Il diabete di tipo 2 dipende sia dalle condizioni ambientali sia dalla predisposizione genetica, è noto. Eppure i meccanismi biologici alla base della malattia sono ancora poco chiari. Per questo motivo, gli scienziati dell’Università del Michigan hanno deciso di ampliare il raggio degli studi tradizionali.
Buona parte delle ricerche sul diabete si basa sui dati raccolti tra persone di origine europea. Questo rende più difficile generalizzare i dati raccolti, che non tengono conto di eventuali varianti presenti in altri gruppi etnici. Per questo studio, invece, sono state coinvolte quasi 46.000 persone di tutte le etnie, 21.000 affette da diabete di tipo 2 e 25.000 sane. In questo modo i ricercatori hanno potuto basarsi su campioni più ampi e variegati.

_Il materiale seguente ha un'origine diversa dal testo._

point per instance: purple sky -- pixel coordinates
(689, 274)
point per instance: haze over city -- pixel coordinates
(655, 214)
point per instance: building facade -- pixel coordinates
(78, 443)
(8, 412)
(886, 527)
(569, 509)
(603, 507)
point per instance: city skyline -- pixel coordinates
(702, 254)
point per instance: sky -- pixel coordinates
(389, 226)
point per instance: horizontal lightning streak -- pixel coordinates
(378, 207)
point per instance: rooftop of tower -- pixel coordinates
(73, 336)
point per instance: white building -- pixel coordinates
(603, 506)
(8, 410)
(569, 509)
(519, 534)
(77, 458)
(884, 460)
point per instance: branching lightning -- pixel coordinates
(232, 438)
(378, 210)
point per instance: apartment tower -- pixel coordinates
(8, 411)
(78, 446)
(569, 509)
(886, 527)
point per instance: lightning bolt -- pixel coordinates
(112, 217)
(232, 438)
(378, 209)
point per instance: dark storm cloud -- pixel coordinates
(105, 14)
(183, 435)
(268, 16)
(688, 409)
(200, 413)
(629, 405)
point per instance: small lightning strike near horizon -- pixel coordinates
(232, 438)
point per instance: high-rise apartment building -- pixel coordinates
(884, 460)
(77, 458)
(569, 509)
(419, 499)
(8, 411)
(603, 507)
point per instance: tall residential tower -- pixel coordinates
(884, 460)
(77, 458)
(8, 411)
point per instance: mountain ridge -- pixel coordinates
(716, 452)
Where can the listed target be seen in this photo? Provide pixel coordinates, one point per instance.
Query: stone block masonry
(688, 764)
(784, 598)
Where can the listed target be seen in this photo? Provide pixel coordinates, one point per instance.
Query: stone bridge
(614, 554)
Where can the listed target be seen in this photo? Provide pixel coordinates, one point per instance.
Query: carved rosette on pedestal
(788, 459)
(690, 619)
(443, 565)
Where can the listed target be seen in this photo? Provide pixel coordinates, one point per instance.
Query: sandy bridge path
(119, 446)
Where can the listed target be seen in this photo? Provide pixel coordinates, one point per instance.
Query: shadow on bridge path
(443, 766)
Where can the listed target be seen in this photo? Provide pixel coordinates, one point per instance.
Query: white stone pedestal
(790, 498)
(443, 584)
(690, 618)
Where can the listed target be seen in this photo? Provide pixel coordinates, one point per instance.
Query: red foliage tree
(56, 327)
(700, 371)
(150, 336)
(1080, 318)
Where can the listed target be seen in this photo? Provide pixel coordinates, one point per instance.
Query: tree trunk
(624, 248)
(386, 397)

Raccogli i campioni, i ricercatori hanno deciso di ridurre il raggio dell’analisi. Si sono quindi concentrati su una particolare porzione di genoma, quella che codifica per le proteine. Questa parte del genoma si chiama esoma e rappresenta solo il 2% di tutto il nostro codice genetico. Le ricerche tendono a sottovalutarlo, ma molti studi recenti lo stanno riscoprendo con risultati sorprendenti. Questo è uno di quelli.
Grazie a questo approccio, gli autori dello studio hanno trovato delle varianti genetiche legate al rischio di diabete mai osservate, in quanto più rare. Un risultato già di per sé notevole, che però richiederà ulteriori studi e campioni di persone ancora più ampi.